III. 진화 파티클 필터링과 의존성 학습 III. Evolution particle filtering and dependency learning

이하에서는, 본 발명에 따른 의존성 학습 방법을 설명한다. Hereinafter, the dependency learning method according to the present invention will be described.

본 발명은 우점 이미지 변화 추정을 통해 주어진 스트림을 분절화(segmentation)할 수 있다. 본 발명에서 제공하는, 진화된 파티클은 연계된 구간을 요약하는 생성 모델 역할을 하며 해당 구간을 재생성할 수 있다. The present invention can segment the given stream through the estimation of the dominant image change. The evolved particles provided by the present invention serve as a generation model that summarizes the associated sections and can regenerate the sections.

본 발명은 우점 이미지를 이용하여 파티클 집합을 만들어내고, 생성된 파티클 집합을 순서 정보로 변환하기 위하여 진화 파티클 필터링 단계(알고리즘 1)와 순서 의존성 학습 단계(알고리즘 2)로 구성된 학습 방법을 제공할 수 있다.The present invention can provide a learning method comprising an evolutionary particle filtering step (algorithm 1) and an order dependency learning step (algorithm 2) to generate a particle set using a dominant image and convert the generated particle set into order information. have.

도 1은 본 발명에 따른 이미지 표현 방법의 각 단계에 대한 일 예를 도시하는 참고도로서, 전술한 바와 같이, 본 발명은 원본 이미지에서 SIFT 등을 이용하여 특성을 추출하고<그림 (a)>, 추출된 특성을 이용하여 비주얼 워드 집합을 생성할 수 있다<그림 (b)>. 이후, 무작위로 선정된 비주얼 워드를 이용하여 위치 정보를 갖춘 파티클을 생성할 수 있다<그림 (c)>. 여기에서, 파티클은 특성 및 해당 특성의 위치에 기반하여 이미지의 일정 부분을 커버하도록 할 수 있다<그림 (d)>.1 is a reference diagram showing an example of each step of the image representation method according to the present invention, as described above, the present invention extracts characteristics from the original image using SIFT and the like <Figure (a)> Using the extracted features, a visual word set can be generated (Figure (b)). After that, particles with location information can be generated using randomly selected visual words (Figure (c)). Here, the particles can be made to cover a portion of the image based on the feature and the location of the feature <Figure (d)>.

도 1은 본 발명에 따른 크로모좀 구조를 설명하고 있다. 본 발명에서는 어느 한 구간의 우점 특성을 추출하고자 하므로, 이를 협력적으로 표현하기 위하여 각 파티클은 제한 되지 않은 SIFT 특성의 집합으로 구성될 수 있다. 이를 수식으로 표현하면 [수학식 3]과 같다.1 illustrates a chromosome structure according to the present invention. In the present invention, to extract the dominant characteristic of any one section, in order to cooperatively express this, each particle may be composed of a set of unlimited SIFT characteristics. If this is expressed as an equation, Equation 3 is obtained.

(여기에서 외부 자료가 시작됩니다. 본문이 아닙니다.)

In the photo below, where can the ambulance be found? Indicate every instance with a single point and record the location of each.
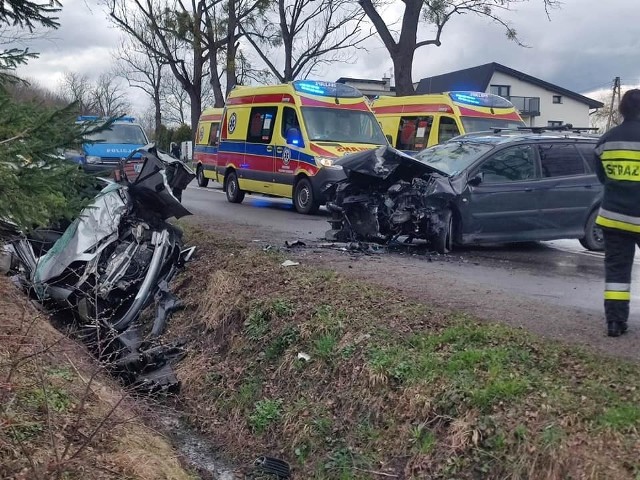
(282, 140)
(419, 121)
(205, 151)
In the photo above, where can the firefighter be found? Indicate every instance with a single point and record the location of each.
(618, 168)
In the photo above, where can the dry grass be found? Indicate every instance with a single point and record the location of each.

도 1에 도시된 각 원은 이미지의 특정 특성을 표현할 수 있고, 사각형은 특정 이미지 특성 그룹을 대표하는 SIFT 특성에 해당한다. 진화를 통해 파티클을 걸러내면 주어진 이미지의 필수적인 특성만을 표현하는 파티클 집합(

)을 획득할 수 있다.Each circle illustrated in FIG. 1 may represent a specific characteristic of an image, and a rectangle corresponds to a SIFT characteristic representing a specific image characteristic group. When filtering particles through evolution, a set of particles expressing only the essential characteristics of a given image (

) Can be obtained.

도 2는 본 발명에 따른 진화 파티클 필터링에 대한 알고리즘을 설명하는 참고도이다. 이하에서는 도 2를 참조하여 진화 파티클 필터링에 대하여 설명한다.2 is a reference diagram illustrating an algorithm for evolutionary particle filtering according to the present invention. Hereinafter, the evolutionary particle filtering will be described with reference to FIG. 2.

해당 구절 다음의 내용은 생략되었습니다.